“I spend about as much time as any other well-informed person being concerned about the problems America is facing and, like everyone else, not having a clue about what I can do to help ameliorate the situation. I feel that I should be doing whatever I can. I certainly agree with Edmund Burke’s observation that evil can triumph only if good people do nothing. But evil has no objective, ontological existence. It consists entirely of the absence of the good, as darkness is merely the absence of light, not a black fog that can overwhelm the light. Only adult human beings can intend evil, and evil is always intentional. It is simply gratuitous malevolence, the intent to harm another human being (or perhaps any living being) when doing so is unnecessary. As Scott Peck argued, evil is a mental illness. It could conceivably be cured and eradicated. And that should be a goal of any and all genuine religions.”

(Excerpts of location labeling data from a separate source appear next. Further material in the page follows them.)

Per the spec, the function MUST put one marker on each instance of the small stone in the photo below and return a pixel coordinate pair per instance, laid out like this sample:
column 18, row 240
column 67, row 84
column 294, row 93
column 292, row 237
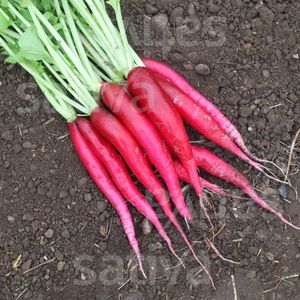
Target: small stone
column 66, row 234
column 17, row 148
column 247, row 45
column 82, row 181
column 251, row 274
column 222, row 211
column 188, row 67
column 63, row 194
column 160, row 22
column 49, row 233
column 26, row 265
column 266, row 15
column 20, row 111
column 150, row 9
column 155, row 246
column 59, row 255
column 176, row 57
column 266, row 73
column 270, row 256
column 10, row 219
column 191, row 9
column 103, row 230
column 202, row 69
column 147, row 227
column 60, row 266
column 28, row 217
column 28, row 145
column 101, row 206
column 176, row 17
column 213, row 8
column 283, row 191
column 88, row 197
column 35, row 225
column 7, row 136
column 245, row 111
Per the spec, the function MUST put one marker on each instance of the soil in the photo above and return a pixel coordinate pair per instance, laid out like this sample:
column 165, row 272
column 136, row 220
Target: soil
column 244, row 55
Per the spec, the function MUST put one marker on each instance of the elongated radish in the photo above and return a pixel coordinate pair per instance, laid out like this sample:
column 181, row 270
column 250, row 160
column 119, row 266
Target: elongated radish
column 104, row 183
column 177, row 80
column 113, row 130
column 117, row 169
column 215, row 166
column 118, row 101
column 182, row 174
column 197, row 117
column 160, row 110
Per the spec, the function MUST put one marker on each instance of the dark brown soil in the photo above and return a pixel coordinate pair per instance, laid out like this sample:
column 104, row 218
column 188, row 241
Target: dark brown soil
column 52, row 213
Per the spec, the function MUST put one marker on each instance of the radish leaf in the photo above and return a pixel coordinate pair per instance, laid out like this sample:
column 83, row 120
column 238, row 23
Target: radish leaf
column 30, row 45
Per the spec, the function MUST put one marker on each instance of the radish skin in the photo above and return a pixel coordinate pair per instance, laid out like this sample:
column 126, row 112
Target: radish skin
column 215, row 166
column 114, row 131
column 182, row 174
column 100, row 176
column 160, row 110
column 177, row 80
column 198, row 118
column 117, row 169
column 118, row 102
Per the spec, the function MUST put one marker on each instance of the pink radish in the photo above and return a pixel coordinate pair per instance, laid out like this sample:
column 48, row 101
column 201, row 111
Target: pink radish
column 104, row 183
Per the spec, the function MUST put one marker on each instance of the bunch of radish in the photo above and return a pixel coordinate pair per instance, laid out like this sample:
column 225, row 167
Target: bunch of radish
column 75, row 52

Aidan, I respect the work you’ve done and the places you’ve been. I salute the successes you’ve enjoyed. I can tell your heart’s in the right place. But this article is just plain awful, and as much as I’d like to stay off your lawn, I have to express my feelings. Let me begin by saying that the reason you feel clueless is that you’re standing on shaky philosophical ground.
Evil is the absence of good? Evil is not only perpetrated by humans? Your statements sound like ideas my first grade teacher might have taught me back in ’68, back when we all started the day by reciting the Pledge of Allegiance followed by the Lord’s Prayer. Now we know that chimpanzees perpetrate massacres, ants wage genocidal wars, and cats torture prey they plan to kill (eventually) but never eat. Ever been attacked by a dog? I have, and that bitch was evil.
Tying evil — and by extension good also — to humans was was your first mistake.
People
are animals. We’re never going to make progress on any front, socially and especially environmentally, until we realize that the
Great Chain of Being is one of the greatest and most damaging lies ever promulgated. Humans are not better than animals, who are not better than plants, who are not better than insects. Every living thing is necessary and equal in the web of life. We’re all evolving and everything is possible. On a long enough time line, provided we don’t exterminate them all, a Bengal tiger is going to write a book that reads like something by Anton LaVey.
Your second mistake was that you failed to distinguish between Evil (with a capital “E”) and evil (with a little “e”). “Evil” is quite a bit different from everyday “evil.”
Jung understood this better than anyone. As he said, “The unconscious is not just evil by nature, it is also the source of the highest good: not only dark but also light, not only bestial, semi-human, and demonic but superhuman, spiritual, and, in the classical sense of the word, ‘divine.'” The evils (with a little “e”) you rail against later in the article, and rightly so, are better called by their specific names — perfidy, greed, maliciousness, and so on. Those evils with a little “e” spring forth from the unconscious. They aren’t going anywhere.
Big “E” evil is just as powerful and important as big “G” Good. As Jung said in The Seven Sermons to the Dead, in which his supreme god was Abraxas, “What the god-sun speaketh is life. What the devil speaketh is death. But Abraxas speaketh that hallowed and accursed word which is life and death at the same time. Abraxas begetteth truth and lying, good and evil, light and darkness, in the same word and in the same act. Wherefore is Abraxas terrible.” Jung’s vision isn’t unique. Every pantheon has an evil deity or two, except Christianity. But then, Jung would have remedied that by making the trinity a quaternity if he’d had his way.
In short, little “e” evil is ubiquitous, normal, not unique to humans, stems from the unconscious, and therefore can’t be eradicated. Big “E” Evil is part of the Godhead, and therefore it can’t be eradicated either. So it doesn’t matter whether you meant ‘evil’ or ‘Evil.’ Either way you were wrong.
You’re a gnostic. You should know this stuff.